Zipline, meanwhile, is following the World Health Organization (WHO)’s guidelines and encouraging everyone to wear masks both at work and home. It also has two distinct teams with completely separate shifts. That way, if someone were to catch the virus, there’s another shielded unit that can keep working.

Drone deliveries are clearly helpful in a crisis. But they are, for now, a technological rarity that relatively few people around the world can access. That’s because the regulation and public acceptance varies wildly between different countries.

Wing and UPS Flight Forward, for instance, have been granted air carrier certificates by the FAA. Known as Part 135, this crucial clearance allows both companies to fly drones beyond a pilot’s visual line of sight in the US. Without that certificate, companies have to obtain an FAA waiver, which usually mandates a secondary observer or backup aircraft.
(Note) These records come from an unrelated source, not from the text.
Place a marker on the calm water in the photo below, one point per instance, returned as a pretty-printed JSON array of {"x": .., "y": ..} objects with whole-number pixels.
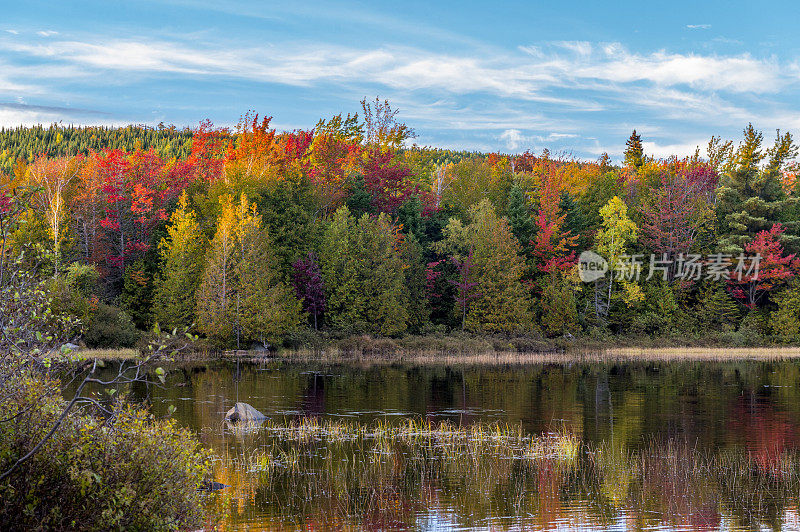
[{"x": 679, "y": 446}]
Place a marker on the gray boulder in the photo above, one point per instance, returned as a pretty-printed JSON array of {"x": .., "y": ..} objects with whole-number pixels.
[{"x": 243, "y": 413}]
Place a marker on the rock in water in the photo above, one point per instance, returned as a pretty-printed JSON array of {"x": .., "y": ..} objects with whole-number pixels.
[
  {"x": 211, "y": 485},
  {"x": 243, "y": 413}
]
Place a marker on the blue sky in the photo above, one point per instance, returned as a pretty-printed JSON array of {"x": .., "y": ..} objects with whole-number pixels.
[{"x": 574, "y": 77}]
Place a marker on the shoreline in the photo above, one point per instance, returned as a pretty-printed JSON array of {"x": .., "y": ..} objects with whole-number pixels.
[{"x": 463, "y": 357}]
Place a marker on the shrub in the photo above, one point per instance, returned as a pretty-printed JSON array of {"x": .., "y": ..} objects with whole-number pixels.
[
  {"x": 110, "y": 327},
  {"x": 127, "y": 472}
]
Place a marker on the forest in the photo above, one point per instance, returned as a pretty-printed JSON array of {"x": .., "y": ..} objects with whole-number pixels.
[{"x": 250, "y": 236}]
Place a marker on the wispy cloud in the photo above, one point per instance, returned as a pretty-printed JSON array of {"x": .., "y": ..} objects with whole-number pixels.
[{"x": 547, "y": 92}]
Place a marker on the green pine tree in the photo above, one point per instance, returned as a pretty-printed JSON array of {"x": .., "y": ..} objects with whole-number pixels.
[
  {"x": 634, "y": 151},
  {"x": 751, "y": 198}
]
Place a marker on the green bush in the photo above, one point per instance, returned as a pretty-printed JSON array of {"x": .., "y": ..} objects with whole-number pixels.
[
  {"x": 128, "y": 472},
  {"x": 110, "y": 327}
]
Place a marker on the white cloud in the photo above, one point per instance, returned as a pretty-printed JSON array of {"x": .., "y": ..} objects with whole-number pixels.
[
  {"x": 513, "y": 138},
  {"x": 534, "y": 76},
  {"x": 683, "y": 149},
  {"x": 549, "y": 93}
]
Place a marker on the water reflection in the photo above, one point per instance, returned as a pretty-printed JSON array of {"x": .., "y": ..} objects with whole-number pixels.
[{"x": 695, "y": 446}]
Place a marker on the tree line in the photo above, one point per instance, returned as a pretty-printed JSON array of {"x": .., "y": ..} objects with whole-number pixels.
[{"x": 252, "y": 235}]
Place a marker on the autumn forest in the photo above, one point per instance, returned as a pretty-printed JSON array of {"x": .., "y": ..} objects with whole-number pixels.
[{"x": 250, "y": 236}]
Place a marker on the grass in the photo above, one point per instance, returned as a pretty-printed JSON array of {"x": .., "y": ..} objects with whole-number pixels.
[
  {"x": 110, "y": 353},
  {"x": 344, "y": 474}
]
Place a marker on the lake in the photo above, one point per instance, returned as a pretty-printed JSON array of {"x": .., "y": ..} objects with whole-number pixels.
[{"x": 673, "y": 446}]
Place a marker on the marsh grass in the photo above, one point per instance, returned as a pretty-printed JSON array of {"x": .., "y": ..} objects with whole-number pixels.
[
  {"x": 510, "y": 357},
  {"x": 336, "y": 472},
  {"x": 385, "y": 475}
]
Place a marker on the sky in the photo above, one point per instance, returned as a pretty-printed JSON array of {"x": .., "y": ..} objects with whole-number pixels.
[{"x": 573, "y": 77}]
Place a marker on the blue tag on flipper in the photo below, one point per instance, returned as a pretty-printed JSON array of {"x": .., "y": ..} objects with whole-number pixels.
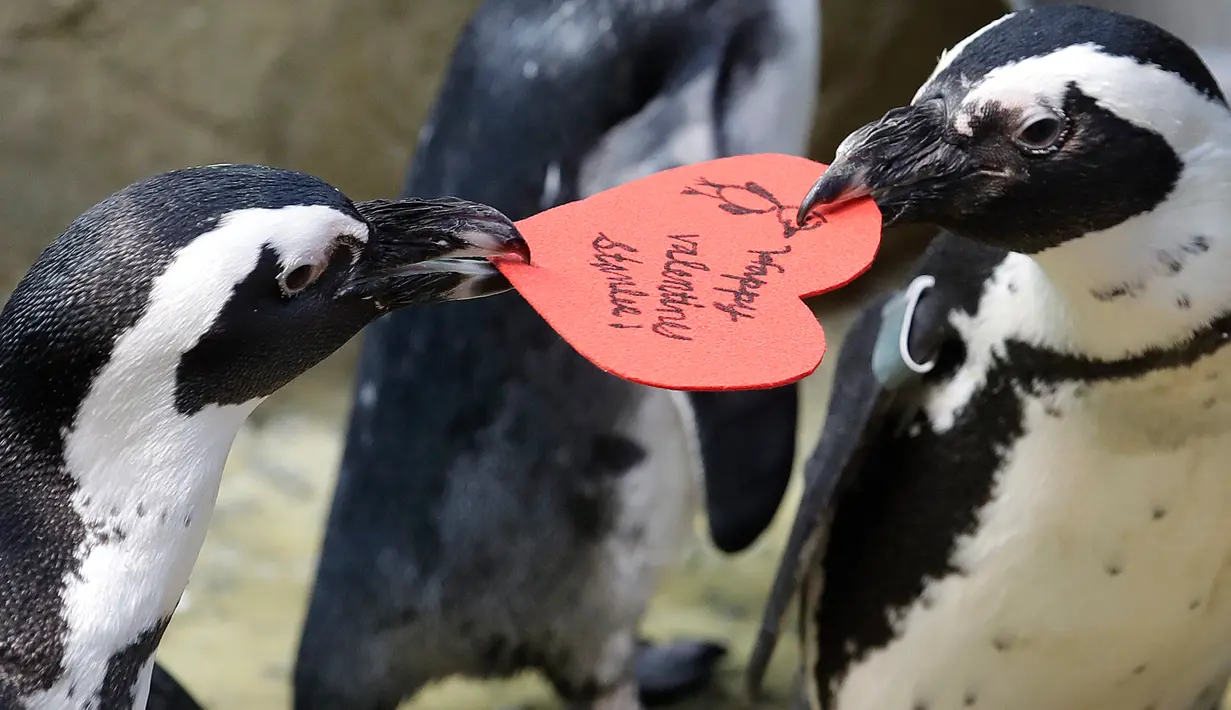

Some drone operators have been granted this exception by participating in the government’s Unmanned Aircraft Systems (UAS) Integration Pilot Program (IPP), a research program that seeks to “safely explore the further integration of drone operations.” (Wing and UPS Flight Forward have both been involved in the IPP scheme.)
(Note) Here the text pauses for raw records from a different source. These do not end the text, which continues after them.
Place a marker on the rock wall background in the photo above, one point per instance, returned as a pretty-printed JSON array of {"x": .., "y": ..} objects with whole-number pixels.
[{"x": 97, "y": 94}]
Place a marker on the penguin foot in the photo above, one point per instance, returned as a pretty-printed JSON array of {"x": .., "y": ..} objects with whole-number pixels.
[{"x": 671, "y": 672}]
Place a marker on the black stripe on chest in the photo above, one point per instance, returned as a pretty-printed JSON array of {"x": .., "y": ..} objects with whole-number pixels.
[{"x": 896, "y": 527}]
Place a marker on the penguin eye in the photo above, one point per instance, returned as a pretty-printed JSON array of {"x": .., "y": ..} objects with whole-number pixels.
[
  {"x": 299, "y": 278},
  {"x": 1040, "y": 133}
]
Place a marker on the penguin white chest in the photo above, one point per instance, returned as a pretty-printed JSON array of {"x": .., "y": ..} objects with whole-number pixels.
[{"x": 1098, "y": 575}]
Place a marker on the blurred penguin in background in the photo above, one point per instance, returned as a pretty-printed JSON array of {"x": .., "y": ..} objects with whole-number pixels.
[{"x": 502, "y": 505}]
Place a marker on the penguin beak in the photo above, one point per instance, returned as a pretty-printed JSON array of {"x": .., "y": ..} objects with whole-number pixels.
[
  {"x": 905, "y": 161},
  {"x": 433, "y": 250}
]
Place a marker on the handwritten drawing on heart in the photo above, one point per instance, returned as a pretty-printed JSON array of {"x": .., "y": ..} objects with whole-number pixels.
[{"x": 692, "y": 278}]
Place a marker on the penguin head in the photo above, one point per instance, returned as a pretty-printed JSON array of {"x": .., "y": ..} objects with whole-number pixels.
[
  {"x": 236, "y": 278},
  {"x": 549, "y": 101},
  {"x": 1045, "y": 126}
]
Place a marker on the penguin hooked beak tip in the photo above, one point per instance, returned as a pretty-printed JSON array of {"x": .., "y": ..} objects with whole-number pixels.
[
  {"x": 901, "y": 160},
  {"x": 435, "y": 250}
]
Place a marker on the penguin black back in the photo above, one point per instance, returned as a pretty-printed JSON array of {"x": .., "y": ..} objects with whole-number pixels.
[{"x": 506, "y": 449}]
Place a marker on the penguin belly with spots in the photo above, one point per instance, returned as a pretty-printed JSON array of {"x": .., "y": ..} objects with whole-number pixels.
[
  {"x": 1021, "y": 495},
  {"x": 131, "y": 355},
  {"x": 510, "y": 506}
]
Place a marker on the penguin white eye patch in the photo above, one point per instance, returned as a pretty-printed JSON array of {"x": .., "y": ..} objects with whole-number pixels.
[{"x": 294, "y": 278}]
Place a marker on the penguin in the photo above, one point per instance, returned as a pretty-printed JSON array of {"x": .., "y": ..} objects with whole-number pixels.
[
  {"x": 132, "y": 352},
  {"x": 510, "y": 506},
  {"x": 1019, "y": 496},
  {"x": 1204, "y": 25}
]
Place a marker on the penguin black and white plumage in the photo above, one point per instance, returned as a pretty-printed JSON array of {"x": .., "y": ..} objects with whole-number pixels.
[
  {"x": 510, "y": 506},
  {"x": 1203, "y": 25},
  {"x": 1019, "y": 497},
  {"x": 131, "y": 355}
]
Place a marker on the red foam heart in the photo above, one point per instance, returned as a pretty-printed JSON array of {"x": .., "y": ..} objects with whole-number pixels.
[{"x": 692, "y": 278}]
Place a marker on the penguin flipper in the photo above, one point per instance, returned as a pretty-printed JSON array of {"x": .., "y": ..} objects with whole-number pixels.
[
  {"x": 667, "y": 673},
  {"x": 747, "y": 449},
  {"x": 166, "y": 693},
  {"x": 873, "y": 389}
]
But there are complications. As Supply Chain Drive notes, airline operators typically use planes that have received their own certification. Matternet drones haven’t received this clearance yet — though the company is going through the process now — which limits where UPS Flight Forward can operate. “If you have a type certified aircraft, and we expect to have it here [with the M2 system], and then UPS has their Part 135 certificate, that allows you to operate on a much larger scale and at a much faster pace of authorization from the FAA,” Raptopoulos said.
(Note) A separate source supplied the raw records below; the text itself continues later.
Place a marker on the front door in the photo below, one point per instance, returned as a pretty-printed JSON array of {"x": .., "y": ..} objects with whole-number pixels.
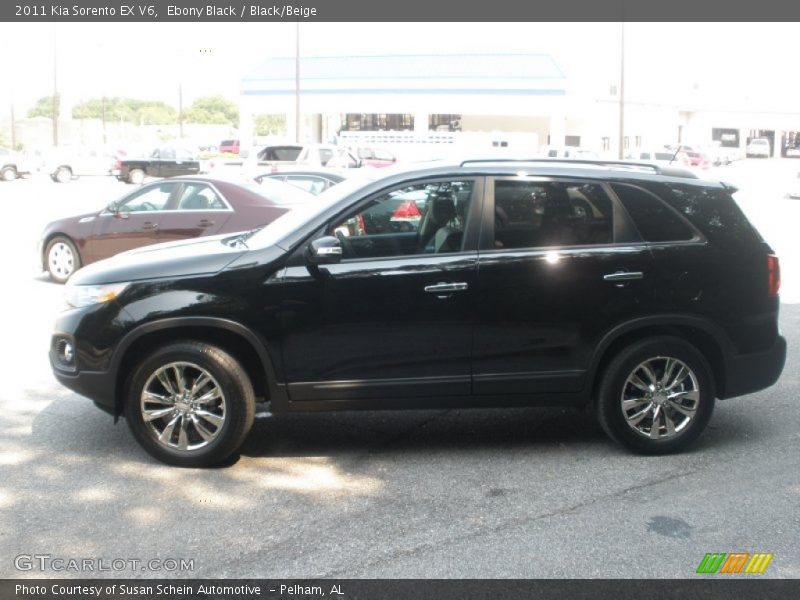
[
  {"x": 559, "y": 267},
  {"x": 134, "y": 223},
  {"x": 394, "y": 318}
]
Back in December, the FAA proposed a remote ID system to monitor and safely integrate drones into national airspace. DJI called the system “deeply flawed” and overly “complex, expensive and intrusive.” Nevertheless, the FAA has pushed forward and selected eight companies, including Wing, to help it refine the exact technology requirements. Commercial drone companies will need to keep up, therefore, with the evolving rules and regulations to merely maintain their operations in the US. And that’s just one country. Every region has unique policies and societal expectations to grapple with. It’s no surprise, then, that drone deliveries have taken so long to truly take off worldwide.

The coronavirus pandemic could grease the wheels of change. Policymakers are generally moving faster and green-lighting projects that could help the fight against COVID-19. In addition, more people are now using drone delivery services — both in a medical and consumer capacity — which will increase awareness and, perhaps, acceptance.

“The reason we’ve been pursuing drone delivery for several years now is because we feel that there’s massive upside for the public in the end,” Raptopoulos said. “There’s massive value for society. And crises like now just make this crystal clear.”

Bouldin-Johnson added: “If we have five more deliveries than we would’ve normally had, and all of those people have great experiences, then that means we have five more people that like us than we would have had if COVID-19 wasn’t happening, right?”